Will Oracle’s BI Buy Stick it to SAP?

Analysis: Oracle’s  $3.3 billion bid for Hyperion Solutions  is another sign of how hot the market for business intelligence software has become.

Should Oracle seal the deal, the enterprise software giant will be poised to grab an excellent market position and compete more aggressively with BI providers Business Objects and Cognos. Plus, Oracle could be in position to steal customers away from rival SAP, observers and analysts say.

Hyperion makes planning, budgeting and consolidation applications that help CFOs gain better insight into corporate finances.

Although Business Objects and Cognos will find themselves in increased competition, Oracle President Chuck Phillips also made it clear that the software maker is gunning for SAP  as part of its long-term strategy to infiltrate as many applications sectors as possible.

“This is definitely a leg up on SAP for Oracle,” said Ventana Research CEO Mark Smith said. “SAP has not competed in the BI or financial management apps market. Oracle has a large number of customers and an applications suite that SAP just hasn’t got yet.”

Forrest Research analyst Boris Evelson agreed that Oracle’s new position as a financial performance management leader will put additional pressure on SAP.

If SAP is concerned, it’s not showing it. “This latest acquisition continues the efforts by Oracle — limited by the inability to grow on its own — to buy customers and market share, and only adds to Oracle’s already cluttered application landscape,” said SAP spokesperson Jim Dever.

“SAP has more than 2.5 times the market share in applications [compared to the competition] and despite all the billions of dollars Oracle has spent on over 20 acquisitions, SAP still gained 3 percentage points of market share in 2006 alone,” Dever asserted. “The question that needs to be asked is: Has Oracle’s acquisition strategy actually benefited the user?”

Oracle already makes BI tools and has some market share. Purchasing Hyperion will add acclaimed software and 12,000 customers to the Oracle line-up.

Hyperion has been a good earner.

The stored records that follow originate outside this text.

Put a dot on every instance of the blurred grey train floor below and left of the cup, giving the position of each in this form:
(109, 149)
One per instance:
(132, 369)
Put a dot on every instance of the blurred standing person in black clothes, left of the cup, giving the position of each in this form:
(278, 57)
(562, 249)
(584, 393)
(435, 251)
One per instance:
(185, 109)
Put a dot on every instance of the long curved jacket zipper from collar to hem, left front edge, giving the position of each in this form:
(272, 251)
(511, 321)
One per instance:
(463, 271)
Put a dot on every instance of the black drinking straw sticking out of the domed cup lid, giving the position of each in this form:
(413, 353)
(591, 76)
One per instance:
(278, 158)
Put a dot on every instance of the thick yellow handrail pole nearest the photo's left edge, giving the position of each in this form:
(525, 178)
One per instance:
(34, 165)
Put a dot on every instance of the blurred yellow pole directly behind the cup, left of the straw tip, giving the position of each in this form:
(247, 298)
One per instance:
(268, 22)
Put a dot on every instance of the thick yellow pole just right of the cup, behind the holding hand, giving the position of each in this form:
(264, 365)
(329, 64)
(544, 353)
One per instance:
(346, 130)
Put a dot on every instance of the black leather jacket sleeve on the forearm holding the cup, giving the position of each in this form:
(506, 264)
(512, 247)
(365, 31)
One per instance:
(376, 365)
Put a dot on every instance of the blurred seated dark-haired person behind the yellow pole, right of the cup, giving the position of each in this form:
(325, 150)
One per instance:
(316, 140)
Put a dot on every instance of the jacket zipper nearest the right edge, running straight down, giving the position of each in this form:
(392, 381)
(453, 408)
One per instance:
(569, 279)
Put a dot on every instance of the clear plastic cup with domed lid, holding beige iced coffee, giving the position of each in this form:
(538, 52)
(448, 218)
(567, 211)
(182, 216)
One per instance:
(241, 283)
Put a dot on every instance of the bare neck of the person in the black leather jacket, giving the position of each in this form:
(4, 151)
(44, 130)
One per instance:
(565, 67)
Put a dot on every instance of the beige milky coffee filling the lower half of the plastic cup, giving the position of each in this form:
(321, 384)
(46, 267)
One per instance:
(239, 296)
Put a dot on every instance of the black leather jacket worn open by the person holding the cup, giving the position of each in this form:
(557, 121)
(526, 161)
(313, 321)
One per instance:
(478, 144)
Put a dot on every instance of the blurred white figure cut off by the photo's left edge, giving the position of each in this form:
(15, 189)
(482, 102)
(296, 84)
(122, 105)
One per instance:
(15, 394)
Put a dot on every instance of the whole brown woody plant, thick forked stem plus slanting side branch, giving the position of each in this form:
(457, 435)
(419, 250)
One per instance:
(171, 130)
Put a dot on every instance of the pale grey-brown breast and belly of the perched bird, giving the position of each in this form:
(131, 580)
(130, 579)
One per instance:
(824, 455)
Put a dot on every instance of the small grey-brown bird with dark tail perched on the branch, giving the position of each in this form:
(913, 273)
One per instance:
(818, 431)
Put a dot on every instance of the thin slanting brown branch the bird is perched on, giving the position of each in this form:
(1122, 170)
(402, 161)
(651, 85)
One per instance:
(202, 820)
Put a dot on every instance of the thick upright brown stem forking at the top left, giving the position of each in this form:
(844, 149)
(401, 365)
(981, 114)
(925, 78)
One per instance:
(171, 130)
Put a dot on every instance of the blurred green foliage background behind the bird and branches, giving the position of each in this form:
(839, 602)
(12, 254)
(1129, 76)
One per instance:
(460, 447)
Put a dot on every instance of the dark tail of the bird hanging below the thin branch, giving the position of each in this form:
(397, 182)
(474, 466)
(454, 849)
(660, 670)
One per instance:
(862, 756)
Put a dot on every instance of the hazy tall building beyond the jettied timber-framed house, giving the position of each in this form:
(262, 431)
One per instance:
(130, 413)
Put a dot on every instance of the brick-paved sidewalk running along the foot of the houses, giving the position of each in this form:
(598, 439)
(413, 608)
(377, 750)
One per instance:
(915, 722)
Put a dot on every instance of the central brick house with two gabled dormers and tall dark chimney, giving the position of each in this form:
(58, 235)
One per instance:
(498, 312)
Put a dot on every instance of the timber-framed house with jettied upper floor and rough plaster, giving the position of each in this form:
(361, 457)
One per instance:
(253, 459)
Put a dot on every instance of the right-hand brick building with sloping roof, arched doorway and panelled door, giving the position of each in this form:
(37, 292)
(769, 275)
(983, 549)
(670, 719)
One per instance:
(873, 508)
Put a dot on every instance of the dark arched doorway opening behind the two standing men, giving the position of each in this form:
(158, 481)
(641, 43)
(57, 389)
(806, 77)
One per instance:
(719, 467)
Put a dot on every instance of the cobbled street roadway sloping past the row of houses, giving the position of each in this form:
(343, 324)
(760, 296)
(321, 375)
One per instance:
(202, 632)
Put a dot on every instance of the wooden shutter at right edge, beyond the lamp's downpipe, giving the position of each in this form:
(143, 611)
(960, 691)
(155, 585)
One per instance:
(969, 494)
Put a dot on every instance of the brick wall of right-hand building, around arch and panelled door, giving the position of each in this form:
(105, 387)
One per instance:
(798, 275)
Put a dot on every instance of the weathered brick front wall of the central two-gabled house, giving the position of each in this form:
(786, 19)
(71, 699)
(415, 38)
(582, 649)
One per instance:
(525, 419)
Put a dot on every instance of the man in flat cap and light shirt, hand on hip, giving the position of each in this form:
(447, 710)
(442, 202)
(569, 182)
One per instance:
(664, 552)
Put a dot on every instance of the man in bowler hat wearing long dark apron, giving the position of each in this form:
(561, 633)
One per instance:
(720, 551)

The company tallied a second-quarter sales increase of 20 percent to $222.9 million, compared to $185.5 million for the same period a year ago.

Phillips dismissed products from Cognos  and Business Objects  as point solutions, claiming those vendors focus on BI tools and have poor BI foundations with few analytic applications, or no database or transactional systems.

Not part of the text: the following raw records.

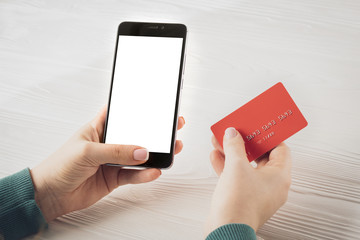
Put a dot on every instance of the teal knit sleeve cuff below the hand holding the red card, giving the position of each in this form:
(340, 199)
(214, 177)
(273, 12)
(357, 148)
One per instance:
(233, 231)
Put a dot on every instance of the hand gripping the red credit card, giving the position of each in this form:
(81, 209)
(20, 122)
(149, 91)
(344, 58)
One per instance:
(245, 194)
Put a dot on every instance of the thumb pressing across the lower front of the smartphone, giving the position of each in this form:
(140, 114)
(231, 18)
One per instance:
(99, 153)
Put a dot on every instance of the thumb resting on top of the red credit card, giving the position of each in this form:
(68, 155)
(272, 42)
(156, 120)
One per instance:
(234, 148)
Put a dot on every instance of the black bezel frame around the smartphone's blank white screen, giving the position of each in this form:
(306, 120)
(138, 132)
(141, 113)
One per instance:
(156, 160)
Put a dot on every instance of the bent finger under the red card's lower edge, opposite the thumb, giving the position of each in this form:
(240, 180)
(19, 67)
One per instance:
(280, 157)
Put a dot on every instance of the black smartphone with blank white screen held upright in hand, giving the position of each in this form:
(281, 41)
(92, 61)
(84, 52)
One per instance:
(145, 89)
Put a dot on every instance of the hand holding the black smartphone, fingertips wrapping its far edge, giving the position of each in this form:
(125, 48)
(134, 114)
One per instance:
(74, 177)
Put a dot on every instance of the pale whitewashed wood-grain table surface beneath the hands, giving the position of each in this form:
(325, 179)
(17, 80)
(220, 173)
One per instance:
(55, 69)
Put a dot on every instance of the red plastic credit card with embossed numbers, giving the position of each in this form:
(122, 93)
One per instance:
(264, 122)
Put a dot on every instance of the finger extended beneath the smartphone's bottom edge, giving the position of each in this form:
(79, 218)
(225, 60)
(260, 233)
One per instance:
(132, 176)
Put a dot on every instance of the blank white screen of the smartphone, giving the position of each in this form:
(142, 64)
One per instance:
(144, 92)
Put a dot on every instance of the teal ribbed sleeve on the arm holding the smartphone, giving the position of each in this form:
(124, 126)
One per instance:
(19, 214)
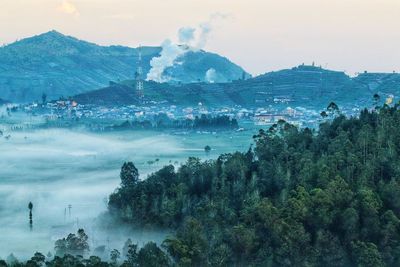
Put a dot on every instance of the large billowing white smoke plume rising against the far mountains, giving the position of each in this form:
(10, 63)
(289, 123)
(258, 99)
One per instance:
(190, 39)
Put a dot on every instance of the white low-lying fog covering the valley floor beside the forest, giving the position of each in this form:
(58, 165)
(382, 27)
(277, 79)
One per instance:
(58, 168)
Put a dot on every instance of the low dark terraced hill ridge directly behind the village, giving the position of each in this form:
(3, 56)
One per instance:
(303, 85)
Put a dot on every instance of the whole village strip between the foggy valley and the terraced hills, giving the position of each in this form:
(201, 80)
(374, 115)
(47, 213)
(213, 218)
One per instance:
(69, 113)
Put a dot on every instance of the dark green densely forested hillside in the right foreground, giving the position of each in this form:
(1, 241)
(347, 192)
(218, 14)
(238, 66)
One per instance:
(298, 198)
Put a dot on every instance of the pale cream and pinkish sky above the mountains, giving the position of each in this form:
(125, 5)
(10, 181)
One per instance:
(259, 35)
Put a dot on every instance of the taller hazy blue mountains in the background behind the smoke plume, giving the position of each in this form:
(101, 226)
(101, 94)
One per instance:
(60, 65)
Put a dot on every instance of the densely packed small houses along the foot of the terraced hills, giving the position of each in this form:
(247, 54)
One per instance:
(70, 110)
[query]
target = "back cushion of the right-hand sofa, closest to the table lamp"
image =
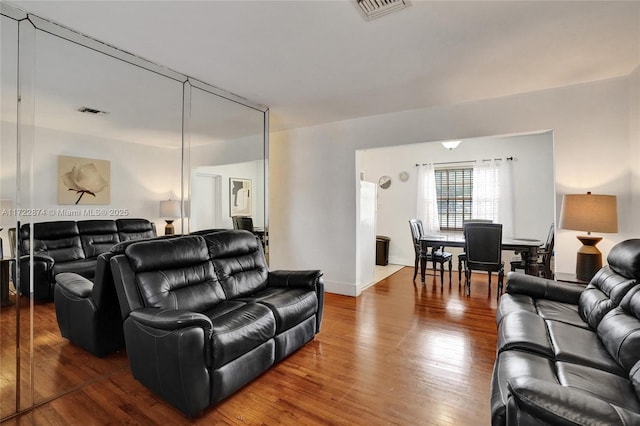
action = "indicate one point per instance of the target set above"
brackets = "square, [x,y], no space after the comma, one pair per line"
[604,292]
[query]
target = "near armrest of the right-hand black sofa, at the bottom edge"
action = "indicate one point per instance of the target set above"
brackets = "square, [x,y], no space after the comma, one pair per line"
[551,403]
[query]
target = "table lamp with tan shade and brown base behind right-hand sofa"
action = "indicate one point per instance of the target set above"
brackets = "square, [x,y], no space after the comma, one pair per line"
[591,213]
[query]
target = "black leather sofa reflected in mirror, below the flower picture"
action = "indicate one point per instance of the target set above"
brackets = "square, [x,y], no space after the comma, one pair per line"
[71,246]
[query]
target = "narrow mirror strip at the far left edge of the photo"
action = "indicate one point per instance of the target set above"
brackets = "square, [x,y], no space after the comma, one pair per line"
[8,173]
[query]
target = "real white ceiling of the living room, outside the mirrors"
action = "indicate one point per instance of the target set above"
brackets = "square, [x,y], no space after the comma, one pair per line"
[314,62]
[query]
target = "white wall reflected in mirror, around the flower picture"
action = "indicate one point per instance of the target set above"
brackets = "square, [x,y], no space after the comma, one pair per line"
[141,176]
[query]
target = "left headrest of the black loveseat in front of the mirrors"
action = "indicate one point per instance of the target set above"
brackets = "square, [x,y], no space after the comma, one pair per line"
[168,253]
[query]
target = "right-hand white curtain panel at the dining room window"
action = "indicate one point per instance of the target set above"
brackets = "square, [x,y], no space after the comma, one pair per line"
[492,194]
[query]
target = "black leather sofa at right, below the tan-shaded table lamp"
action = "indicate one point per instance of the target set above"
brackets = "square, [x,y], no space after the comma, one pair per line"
[569,354]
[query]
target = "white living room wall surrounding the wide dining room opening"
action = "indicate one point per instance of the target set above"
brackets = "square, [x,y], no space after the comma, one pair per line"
[313,170]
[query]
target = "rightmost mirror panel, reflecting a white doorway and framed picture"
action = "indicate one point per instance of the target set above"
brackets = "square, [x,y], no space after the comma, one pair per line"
[227,161]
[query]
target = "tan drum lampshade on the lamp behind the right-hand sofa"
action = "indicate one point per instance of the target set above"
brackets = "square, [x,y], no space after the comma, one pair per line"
[589,212]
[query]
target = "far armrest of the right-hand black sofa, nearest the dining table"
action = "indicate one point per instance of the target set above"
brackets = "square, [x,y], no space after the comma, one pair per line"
[542,288]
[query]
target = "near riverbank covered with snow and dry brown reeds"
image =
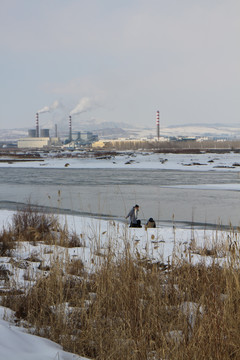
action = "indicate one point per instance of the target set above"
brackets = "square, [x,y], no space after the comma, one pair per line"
[95,286]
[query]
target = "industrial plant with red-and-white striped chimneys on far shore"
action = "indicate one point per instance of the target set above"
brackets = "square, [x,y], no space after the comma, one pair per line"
[133,139]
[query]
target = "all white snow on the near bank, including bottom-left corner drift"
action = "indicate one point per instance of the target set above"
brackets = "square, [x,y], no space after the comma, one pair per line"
[162,244]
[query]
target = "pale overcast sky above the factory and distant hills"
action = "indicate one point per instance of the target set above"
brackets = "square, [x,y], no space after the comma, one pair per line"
[120,60]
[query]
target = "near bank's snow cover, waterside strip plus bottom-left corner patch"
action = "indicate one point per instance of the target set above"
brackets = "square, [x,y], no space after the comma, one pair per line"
[29,260]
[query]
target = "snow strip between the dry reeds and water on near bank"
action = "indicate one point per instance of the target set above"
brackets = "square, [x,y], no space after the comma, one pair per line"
[159,245]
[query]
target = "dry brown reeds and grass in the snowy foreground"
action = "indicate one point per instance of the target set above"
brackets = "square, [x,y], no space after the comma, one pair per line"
[127,309]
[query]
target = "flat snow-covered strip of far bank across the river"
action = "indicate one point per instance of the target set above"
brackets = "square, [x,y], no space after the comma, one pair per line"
[138,160]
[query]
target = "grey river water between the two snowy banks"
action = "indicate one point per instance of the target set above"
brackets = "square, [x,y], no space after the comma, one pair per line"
[166,195]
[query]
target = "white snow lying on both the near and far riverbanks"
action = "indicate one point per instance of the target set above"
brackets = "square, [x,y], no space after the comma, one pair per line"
[163,244]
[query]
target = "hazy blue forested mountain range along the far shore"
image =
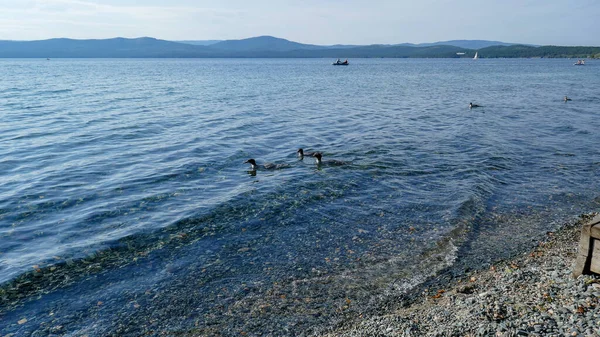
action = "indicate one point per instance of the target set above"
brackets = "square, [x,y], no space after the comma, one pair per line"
[272,47]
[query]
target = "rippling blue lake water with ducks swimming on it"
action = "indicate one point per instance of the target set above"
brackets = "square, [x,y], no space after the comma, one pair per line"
[126,209]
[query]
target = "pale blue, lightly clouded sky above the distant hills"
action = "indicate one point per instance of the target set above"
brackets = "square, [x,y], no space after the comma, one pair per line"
[324,22]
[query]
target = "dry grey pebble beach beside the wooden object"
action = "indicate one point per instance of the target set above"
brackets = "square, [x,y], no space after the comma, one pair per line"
[532,294]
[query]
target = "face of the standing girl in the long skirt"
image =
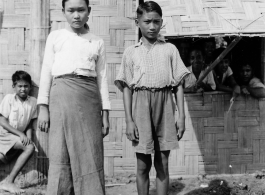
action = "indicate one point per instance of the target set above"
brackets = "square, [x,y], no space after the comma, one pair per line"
[76,13]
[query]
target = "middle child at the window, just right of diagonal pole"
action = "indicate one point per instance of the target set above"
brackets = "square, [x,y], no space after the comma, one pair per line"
[223,74]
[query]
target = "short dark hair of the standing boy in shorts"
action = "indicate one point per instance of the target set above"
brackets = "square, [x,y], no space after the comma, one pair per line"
[148,6]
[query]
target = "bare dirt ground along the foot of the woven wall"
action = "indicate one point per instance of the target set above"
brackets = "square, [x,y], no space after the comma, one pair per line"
[252,184]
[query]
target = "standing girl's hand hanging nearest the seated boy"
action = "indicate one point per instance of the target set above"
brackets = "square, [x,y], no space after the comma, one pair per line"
[43,118]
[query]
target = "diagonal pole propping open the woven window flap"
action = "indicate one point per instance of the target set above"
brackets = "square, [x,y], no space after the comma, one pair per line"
[220,57]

Bi market leader Business Objects saw revenue rise 22 percent to $371 million in the recent fourth quarter; Cognos’ Q3 revenue rose to $247.8 million from $212.3 million, trumping analysts’ estimates of $241.1 million.

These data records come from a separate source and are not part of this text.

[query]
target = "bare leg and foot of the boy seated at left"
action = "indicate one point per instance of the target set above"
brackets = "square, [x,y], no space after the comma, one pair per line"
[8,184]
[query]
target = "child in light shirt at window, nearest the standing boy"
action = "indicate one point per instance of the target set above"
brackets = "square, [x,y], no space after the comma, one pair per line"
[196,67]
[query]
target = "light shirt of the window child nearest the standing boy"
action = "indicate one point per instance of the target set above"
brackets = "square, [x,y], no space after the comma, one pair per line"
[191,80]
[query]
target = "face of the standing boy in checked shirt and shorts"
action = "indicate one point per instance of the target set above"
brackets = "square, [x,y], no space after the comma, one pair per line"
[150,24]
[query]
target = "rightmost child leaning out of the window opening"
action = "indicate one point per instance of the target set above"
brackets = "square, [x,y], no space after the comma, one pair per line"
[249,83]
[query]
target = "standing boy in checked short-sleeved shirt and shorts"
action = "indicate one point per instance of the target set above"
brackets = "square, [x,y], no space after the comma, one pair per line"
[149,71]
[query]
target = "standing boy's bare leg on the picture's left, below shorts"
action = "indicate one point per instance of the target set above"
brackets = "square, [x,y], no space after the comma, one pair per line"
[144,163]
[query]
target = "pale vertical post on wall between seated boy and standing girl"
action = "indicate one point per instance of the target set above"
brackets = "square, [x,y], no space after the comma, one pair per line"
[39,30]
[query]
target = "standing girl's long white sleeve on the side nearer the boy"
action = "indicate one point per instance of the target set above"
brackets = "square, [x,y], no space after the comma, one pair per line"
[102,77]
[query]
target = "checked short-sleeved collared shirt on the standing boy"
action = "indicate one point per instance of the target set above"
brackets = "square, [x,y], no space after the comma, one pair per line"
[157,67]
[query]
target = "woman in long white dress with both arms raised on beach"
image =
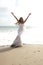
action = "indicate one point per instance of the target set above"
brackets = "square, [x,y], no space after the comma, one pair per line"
[17,42]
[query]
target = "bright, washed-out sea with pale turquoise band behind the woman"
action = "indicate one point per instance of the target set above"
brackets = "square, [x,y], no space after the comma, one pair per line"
[30,35]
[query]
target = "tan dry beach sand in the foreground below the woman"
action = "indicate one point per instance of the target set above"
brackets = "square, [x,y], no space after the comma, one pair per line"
[26,55]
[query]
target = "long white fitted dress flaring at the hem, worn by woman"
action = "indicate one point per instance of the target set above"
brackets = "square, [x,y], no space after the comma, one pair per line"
[17,42]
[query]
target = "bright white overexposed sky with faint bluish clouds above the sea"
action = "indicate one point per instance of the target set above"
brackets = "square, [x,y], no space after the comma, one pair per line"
[21,8]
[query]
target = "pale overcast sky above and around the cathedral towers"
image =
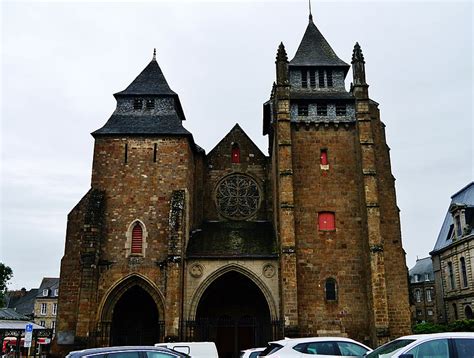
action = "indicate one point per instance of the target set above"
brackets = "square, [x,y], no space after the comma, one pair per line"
[61,63]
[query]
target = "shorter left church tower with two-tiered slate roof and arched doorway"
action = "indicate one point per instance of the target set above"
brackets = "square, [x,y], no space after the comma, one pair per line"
[122,267]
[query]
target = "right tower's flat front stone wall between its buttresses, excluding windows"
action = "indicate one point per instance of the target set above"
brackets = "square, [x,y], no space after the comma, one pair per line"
[339,254]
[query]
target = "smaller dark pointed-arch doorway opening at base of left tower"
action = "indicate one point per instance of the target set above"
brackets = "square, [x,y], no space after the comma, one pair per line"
[135,319]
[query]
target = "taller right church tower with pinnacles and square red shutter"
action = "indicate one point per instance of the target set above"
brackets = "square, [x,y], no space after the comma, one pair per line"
[342,264]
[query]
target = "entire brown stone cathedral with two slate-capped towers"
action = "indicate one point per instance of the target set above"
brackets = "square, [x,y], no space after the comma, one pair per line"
[237,246]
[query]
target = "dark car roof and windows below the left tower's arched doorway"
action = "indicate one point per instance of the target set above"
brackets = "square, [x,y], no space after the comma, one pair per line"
[127,352]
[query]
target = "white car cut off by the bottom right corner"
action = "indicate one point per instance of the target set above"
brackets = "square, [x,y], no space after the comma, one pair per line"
[438,345]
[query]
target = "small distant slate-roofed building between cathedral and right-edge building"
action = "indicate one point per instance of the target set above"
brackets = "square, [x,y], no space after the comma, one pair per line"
[422,292]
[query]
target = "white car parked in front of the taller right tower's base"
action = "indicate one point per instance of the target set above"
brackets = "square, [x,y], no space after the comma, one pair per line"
[302,347]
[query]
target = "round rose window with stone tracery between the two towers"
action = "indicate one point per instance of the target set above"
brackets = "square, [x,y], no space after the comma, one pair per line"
[237,197]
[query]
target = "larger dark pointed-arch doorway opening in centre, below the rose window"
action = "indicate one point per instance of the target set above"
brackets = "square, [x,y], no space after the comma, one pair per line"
[234,313]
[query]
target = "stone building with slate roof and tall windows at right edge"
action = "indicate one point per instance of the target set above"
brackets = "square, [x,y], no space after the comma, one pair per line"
[453,259]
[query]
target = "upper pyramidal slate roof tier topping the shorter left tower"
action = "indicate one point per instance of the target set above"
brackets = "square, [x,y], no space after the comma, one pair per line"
[150,81]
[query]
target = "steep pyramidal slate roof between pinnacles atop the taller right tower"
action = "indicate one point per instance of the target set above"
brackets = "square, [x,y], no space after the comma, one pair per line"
[314,50]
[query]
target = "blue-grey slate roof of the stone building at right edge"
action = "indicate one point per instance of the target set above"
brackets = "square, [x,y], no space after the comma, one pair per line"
[465,196]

Even with Hyperion in the corporate fold, Oracle’s road to success in the sector is not quite Easy Street.

Evelson said Oracle will face obvious and significant integration and product positioning challenges with multitude of overlapping and redundant products. Chief among these is rationalizing the Hyperion Essbase database with Oracle’s own Express database.

“However, if and when Oracle creates the same seamless integration they always had between its Express and relational databases with Essbase, it will truly become an awesome analytical database product hard to beat,” Evelson said.

“We’ll see if Oracle changes its BI strategy,” Smith said. “It will be critical to maintain customers and upsell them to Oracle BI Enterprise Edition and then have a great portfolio of financial apps to address their customers and SAP’s.”